すると先輩がところで………、と口を開いた。
「話は変わるんだが君は本命と言うか、付き合いたいって思う娘はいるのかい?」
「マジに唐突に変わりますね」
俺は長月先輩の急な質問に目を丸くして先輩の方に振り向く。
しかし、すぐに俺は商店街を行き来する人々を見ながら思いかえす。
「………居ませんよ」
「その間が怪しいな………。誰にも言わないから言ってみるといい」
「本当に居ないですって。居たらモテモテなんて目指しませんよ」
「そうかな?私は寧ろ好きな相手に意識して欲しいからこそモテモテを目指しているんだと思っていたけどね」
知ったような口をきいてくる先輩に若干イラつきながらも俺は過去のことを思い返す。
だが今となっては過去の話だ。俺がモテモテになりたいのとそれは一ミリたりとも関わりはない。

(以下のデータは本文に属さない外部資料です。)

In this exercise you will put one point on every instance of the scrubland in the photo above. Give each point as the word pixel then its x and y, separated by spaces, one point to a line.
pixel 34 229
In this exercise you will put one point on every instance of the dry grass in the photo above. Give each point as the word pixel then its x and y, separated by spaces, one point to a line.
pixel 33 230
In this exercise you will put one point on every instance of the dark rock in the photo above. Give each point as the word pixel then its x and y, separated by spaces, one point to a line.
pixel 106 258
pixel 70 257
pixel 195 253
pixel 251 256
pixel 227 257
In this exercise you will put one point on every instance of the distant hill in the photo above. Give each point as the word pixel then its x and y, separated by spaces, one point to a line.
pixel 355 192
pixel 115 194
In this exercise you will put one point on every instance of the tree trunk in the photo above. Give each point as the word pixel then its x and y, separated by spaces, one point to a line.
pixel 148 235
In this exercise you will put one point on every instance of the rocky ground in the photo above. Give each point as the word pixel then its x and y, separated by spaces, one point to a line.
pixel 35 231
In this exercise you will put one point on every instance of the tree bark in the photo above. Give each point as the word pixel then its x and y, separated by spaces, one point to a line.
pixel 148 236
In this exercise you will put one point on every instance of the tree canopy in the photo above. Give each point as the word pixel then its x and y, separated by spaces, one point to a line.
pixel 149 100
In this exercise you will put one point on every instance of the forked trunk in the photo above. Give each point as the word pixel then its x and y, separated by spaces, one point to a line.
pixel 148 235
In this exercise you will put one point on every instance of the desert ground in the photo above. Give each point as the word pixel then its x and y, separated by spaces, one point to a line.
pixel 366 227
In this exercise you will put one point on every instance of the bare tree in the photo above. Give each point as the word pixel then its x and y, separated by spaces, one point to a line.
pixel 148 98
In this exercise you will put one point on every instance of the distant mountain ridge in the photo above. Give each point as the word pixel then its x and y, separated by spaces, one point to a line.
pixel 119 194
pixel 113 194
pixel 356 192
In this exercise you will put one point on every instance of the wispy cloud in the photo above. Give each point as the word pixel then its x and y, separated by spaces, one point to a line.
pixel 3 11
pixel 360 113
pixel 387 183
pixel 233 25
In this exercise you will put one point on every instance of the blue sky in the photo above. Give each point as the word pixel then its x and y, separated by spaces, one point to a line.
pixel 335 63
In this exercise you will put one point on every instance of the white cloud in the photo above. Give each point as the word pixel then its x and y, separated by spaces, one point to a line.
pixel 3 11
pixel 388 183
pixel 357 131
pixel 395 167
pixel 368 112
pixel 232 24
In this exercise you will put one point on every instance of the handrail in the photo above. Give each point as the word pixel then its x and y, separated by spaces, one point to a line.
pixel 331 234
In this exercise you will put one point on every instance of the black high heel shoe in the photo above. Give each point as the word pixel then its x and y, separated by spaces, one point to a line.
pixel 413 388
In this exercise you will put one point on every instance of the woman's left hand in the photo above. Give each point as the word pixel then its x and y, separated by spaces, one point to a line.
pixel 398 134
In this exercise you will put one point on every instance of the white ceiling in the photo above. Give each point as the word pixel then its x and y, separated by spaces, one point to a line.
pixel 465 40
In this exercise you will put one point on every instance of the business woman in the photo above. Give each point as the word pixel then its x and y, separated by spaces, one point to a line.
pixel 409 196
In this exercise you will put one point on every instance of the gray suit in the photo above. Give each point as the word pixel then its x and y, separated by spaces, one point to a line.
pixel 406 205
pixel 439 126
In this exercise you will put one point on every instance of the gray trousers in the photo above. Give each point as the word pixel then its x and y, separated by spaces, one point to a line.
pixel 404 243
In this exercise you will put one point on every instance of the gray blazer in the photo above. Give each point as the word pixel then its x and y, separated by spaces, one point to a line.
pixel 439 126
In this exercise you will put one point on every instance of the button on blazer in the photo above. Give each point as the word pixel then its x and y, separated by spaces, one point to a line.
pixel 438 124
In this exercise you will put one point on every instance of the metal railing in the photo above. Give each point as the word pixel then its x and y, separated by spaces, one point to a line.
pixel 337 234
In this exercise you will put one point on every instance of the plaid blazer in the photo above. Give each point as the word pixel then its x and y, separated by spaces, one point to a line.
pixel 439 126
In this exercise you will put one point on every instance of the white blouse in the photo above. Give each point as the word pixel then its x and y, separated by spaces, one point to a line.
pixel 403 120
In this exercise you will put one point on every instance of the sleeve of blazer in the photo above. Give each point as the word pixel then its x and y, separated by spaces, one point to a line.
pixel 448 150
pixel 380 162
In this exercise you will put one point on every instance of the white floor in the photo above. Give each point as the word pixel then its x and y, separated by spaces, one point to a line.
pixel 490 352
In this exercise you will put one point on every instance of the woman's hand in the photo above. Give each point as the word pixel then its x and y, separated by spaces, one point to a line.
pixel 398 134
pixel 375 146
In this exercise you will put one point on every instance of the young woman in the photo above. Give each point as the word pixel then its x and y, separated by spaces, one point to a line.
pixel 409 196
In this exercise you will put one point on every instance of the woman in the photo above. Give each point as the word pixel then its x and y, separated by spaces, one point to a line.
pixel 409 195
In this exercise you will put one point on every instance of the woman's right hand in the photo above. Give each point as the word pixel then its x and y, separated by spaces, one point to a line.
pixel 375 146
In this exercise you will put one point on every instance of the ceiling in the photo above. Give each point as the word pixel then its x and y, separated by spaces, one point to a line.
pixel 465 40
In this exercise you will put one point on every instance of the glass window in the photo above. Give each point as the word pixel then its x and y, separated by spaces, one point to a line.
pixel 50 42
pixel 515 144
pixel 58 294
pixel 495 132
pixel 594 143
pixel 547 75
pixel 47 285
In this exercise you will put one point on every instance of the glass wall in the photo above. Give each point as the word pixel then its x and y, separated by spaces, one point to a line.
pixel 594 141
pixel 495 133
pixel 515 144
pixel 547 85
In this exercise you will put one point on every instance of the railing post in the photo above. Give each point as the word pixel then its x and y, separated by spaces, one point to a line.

「………少なくとも、俺はただモテたいだけでそこにそれ以上も以下もありません」
俺の出した結論に先輩も思うところがあるのだろう。
納得はしていなさそうだが、ただただ頷いた。
「君がそう思うならきっとそうなんだろう。分かった。これからも君のモテモテはサポートさせてもらうよ」
「おぉ、マジっすか。あざっす」
軽い口調になってしまったが先輩も気にしていないようだし別にいいだろう。
………にしても、先輩もいきなりなんでこんなこと言い出したんだろう。
「じゃあ、私はそろそろ行くよ。支払いは済ませておいたから安心してくれ」
「団子ご馳走様でした」
ニコッと笑顔を見せて先輩が人混みへと消えていく。
それを見送ってから俺も自宅への帰路へと戻っていくのだった。